She began by noting the pertinence of talking about Tibet at the Human Rights Council, highlighting the blatant lack of human rights currently enjoyed by Tibetans, stating, "we believe that the Tibetan people, like people all around the world, should be able to enjoy their fundamental freedoms enshrined in the Universal Declaration on Human Rights.

The State Department's country reports on human rights noted that China 'engaged in the severe repression of Tibet's religious, cultural, and linguistic heritage by, among other means, strictly curtailing the civil rights of China's ethnic Tibetan population, including the freedoms of speech, religion, association, assembly, and movement.'

"The United States has consistently urged the Chinese government to uphold its international commitments to protect human rights and fundamental freedoms, specifically by ending the harassment, detention, and other mistreatment of individuals who seek to peacefully practice their religion, express their views or seek legal redress. We call on Chinese authorities to release Tenzin Delek Rinpoche and other prisoners of conscience, and to allow Dhondup Wangchen to be reunited with his family."

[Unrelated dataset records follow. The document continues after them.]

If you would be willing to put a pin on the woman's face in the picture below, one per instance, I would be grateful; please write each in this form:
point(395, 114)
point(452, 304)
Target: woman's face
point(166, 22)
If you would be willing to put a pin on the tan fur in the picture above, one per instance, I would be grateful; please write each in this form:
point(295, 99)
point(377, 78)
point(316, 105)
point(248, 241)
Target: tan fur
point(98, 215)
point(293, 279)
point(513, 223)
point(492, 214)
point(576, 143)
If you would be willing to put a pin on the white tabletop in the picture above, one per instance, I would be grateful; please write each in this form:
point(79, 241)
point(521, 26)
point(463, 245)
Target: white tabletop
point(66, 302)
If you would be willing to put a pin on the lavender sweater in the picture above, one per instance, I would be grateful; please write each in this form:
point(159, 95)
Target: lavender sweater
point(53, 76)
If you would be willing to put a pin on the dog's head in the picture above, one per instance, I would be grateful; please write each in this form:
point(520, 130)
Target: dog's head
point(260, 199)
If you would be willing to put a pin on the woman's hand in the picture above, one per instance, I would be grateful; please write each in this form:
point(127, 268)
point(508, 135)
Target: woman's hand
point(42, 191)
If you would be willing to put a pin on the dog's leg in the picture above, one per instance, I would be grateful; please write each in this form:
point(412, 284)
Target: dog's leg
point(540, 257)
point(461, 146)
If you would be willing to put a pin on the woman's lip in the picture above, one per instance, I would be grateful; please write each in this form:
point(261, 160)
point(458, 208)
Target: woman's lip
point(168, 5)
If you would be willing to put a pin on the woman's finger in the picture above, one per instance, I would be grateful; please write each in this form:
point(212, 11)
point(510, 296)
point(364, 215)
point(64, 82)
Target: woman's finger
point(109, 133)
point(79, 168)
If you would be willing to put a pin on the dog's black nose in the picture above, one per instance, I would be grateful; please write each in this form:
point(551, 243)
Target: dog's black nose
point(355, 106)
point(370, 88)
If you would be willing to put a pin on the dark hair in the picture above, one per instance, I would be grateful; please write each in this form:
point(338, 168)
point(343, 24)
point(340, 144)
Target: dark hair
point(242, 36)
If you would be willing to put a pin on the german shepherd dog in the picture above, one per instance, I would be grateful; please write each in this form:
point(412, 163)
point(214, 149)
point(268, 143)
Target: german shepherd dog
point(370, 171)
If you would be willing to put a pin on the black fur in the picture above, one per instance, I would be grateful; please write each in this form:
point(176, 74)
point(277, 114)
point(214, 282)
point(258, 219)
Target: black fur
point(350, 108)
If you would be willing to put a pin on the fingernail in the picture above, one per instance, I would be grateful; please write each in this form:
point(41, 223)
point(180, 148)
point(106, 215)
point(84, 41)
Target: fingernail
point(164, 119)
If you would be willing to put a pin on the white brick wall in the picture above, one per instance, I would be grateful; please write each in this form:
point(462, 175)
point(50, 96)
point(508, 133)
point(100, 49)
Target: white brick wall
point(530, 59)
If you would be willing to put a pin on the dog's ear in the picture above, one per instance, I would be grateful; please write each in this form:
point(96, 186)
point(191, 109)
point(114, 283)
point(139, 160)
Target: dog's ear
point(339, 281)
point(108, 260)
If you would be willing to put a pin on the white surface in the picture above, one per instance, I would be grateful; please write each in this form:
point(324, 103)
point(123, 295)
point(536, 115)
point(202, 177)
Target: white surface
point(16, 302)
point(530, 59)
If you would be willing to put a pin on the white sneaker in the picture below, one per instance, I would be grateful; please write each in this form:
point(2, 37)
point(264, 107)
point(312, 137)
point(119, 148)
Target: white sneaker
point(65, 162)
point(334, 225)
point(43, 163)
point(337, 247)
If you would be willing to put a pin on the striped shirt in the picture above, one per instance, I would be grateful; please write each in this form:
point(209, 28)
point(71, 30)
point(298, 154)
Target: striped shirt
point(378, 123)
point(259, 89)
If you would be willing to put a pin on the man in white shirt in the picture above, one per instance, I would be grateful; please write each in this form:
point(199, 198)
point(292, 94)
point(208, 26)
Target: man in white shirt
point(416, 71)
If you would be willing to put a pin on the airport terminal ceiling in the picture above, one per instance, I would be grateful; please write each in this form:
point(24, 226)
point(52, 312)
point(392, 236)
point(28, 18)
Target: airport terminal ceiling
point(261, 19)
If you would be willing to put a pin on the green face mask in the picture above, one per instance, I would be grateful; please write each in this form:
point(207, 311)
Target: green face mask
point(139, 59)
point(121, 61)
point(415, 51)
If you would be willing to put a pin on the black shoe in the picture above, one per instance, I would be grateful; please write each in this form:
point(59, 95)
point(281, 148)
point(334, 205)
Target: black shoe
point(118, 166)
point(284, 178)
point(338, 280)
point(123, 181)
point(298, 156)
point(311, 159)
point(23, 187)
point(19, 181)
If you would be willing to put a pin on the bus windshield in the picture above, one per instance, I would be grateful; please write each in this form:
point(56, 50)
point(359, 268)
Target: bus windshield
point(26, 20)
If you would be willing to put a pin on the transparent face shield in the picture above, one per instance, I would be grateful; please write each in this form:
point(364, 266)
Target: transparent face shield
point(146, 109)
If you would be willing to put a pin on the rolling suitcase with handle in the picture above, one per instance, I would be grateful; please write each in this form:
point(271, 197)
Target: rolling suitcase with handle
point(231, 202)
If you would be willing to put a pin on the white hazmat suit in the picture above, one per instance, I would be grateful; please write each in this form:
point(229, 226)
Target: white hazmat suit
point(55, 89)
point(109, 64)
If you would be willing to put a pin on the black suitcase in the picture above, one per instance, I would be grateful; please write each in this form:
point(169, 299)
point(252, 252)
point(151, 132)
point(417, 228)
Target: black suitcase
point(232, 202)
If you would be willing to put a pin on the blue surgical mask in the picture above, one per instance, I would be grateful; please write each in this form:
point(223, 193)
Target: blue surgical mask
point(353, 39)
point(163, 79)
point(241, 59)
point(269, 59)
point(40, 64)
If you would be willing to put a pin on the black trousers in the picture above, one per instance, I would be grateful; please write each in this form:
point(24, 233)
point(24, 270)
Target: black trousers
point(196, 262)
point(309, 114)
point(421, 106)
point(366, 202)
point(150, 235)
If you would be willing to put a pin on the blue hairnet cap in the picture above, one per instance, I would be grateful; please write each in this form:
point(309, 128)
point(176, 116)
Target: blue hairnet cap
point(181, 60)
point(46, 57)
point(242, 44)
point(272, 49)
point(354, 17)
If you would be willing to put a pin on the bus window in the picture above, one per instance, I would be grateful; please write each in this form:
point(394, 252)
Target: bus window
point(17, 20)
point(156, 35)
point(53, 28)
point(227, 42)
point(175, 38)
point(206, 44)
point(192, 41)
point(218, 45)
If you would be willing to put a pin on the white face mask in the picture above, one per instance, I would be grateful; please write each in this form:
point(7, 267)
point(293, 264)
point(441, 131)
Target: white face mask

Additionally, she addressed the issues of transparency in Tibet, and China's unwillingness to allow foreign media and diplomats to visit the region. Sewell noted that in the past four years, 35 out of the 39 requests made by the U.S. embassy and consulates have been denied.

Illustrating the gravity of the situation in Tibet, Sewell referenced the rising numbers of self immolations. "In the absence of peaceful avenues for the exercise of basic rights, people despair. The US, EU and former High Commissioner Pillay, all have urged China to address the restrictions on rights and freedoms that have driven some 140 Tibetans to set themselves on fire in protest.

Finally, Sewell urged the Chinese government to seize the current opportunity to resume dialogue with His Holiness the 14th Dalai Lama, stating, "we believe the Dalai Lama is sincere and can be a constructive partner for peace and stability."

"I urge members of the Council to join the United States in encouraging the Chinese government to live up to its international obligations to respect Tibetans' distinct culture, identity, and fundamental human rights, as well as respect international protocols on diplomatic relations and reciprocal access among states."

At a side-panel of the U.N. Human Rights Council in Geneva Sunday with the U.S. Special Coordinator on Tibet, and former political prisoner Golog Jigme, Matteo Mecacci, President of ICT, said "Chinese Party leaders describe Tibet as the 'teeth of the storm' in a 'struggle of the ideological realm'. There are increasing dangers for Tibetans as a result of the deepening oppression, but at the same time young generation singers, artists and writers are leading a remarkable cultural resurgence, producing new songs, literature, poetry to define their identity and as a means of countering the Chinese state."